Autograd: Automatic Differentiation

Autograd: Automatic Differentiation

Hello, budding AI enthusiasts! In this tutorial, we will be exploring one of the most powerful features of PyTorch: autograd, the automatic differentiation library. This is what allows neural networks to learn from data and improve over time. Let's get started!

What is Automatic Differentiation?

In the field of artificial intelligence, we often need to compute gradients to optimize model parameters. Automatic differentiation is a technique that computes the derivatives of functions efficiently, and PyTorch uses a version of this called reverse mode automatic differentiation.

The Autograd Package

PyTorch's autograd package provides automatic differentiation for all operations on Tensors. It's a define-by-run framework, which means your backpropagation is defined by how your code runs, and every single iteration can be different.

How Does Autograd Work?

Let's illustrate this with some code:

import torch

# Create a tensor and set requires_grad=True to track computation with it
x = torch.ones(2, 2, requires_grad=True)
print(x)

requires_grad=True indicates that we want to compute gradients with respect to this tensor during the backward pass. Now let's perform some tensor operations:

y = x + 2
print(y)

y was created as a result of an operation, so it has a grad_fn.

print(y.grad_fn)

Let's do more operations on y:

z = y * y * 3
out = z.mean()

print(z, out)

Gradients

Let's backprop now. Because out contains a single scalar, out.backward() is equivalent to out.backward(torch.tensor(1.)).

out.backward()

Print gradients d(out)/dx:

print(x.grad)

You should have got a matrix of 4.5. Let's call the out Tensor "o". We have that o = 1/4 ∑zi, zi = 3(xi+2)² and zi|(xi=1) = 3(3)² = 27. Therefore, ∂o/∂xi = 3/2(xi+2), hence ∂o/∂xi|(xi=1) = 9/2 = 4.5.

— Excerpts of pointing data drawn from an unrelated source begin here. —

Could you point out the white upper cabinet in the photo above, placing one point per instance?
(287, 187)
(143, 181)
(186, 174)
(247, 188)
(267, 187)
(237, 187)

Things to Remember about Autograd

  • If you want to stop a tensor from tracking history, you can call .detach() to detach it from the computation history, and to prevent future computation from being tracked.

  • To prevent tracking history (and using memory), you can also wrap the code block in with torch.no_grad():. This can be particularly helpful when evaluating a model because the model may have trainable parameters with requires_grad=True, but we don't need the gradients.

  • Another important class for autograd implementation is Function.

  • Tensor and Function are interconnected and build up an acyclic graph, that encodes a complete history of computation. Each tensor has a .grad_fn attribute that references a Function that has created the Tensor (except for Tensors created by the user - their grad_fn is None).

  • If you want to compute the derivatives, you can call .backward() on a Tensor. If Tensor is a scalar (i.e., it holds a one element data), you don’t need to specify any arguments to backward(), however, if it has more elements, you need to specify a gradient argument that is a tensor of matching shape.

And that's a wrap! We hope you enjoyed this introduction to Autograd and have a better understanding of how PyTorch calculates gradients. Happy learning!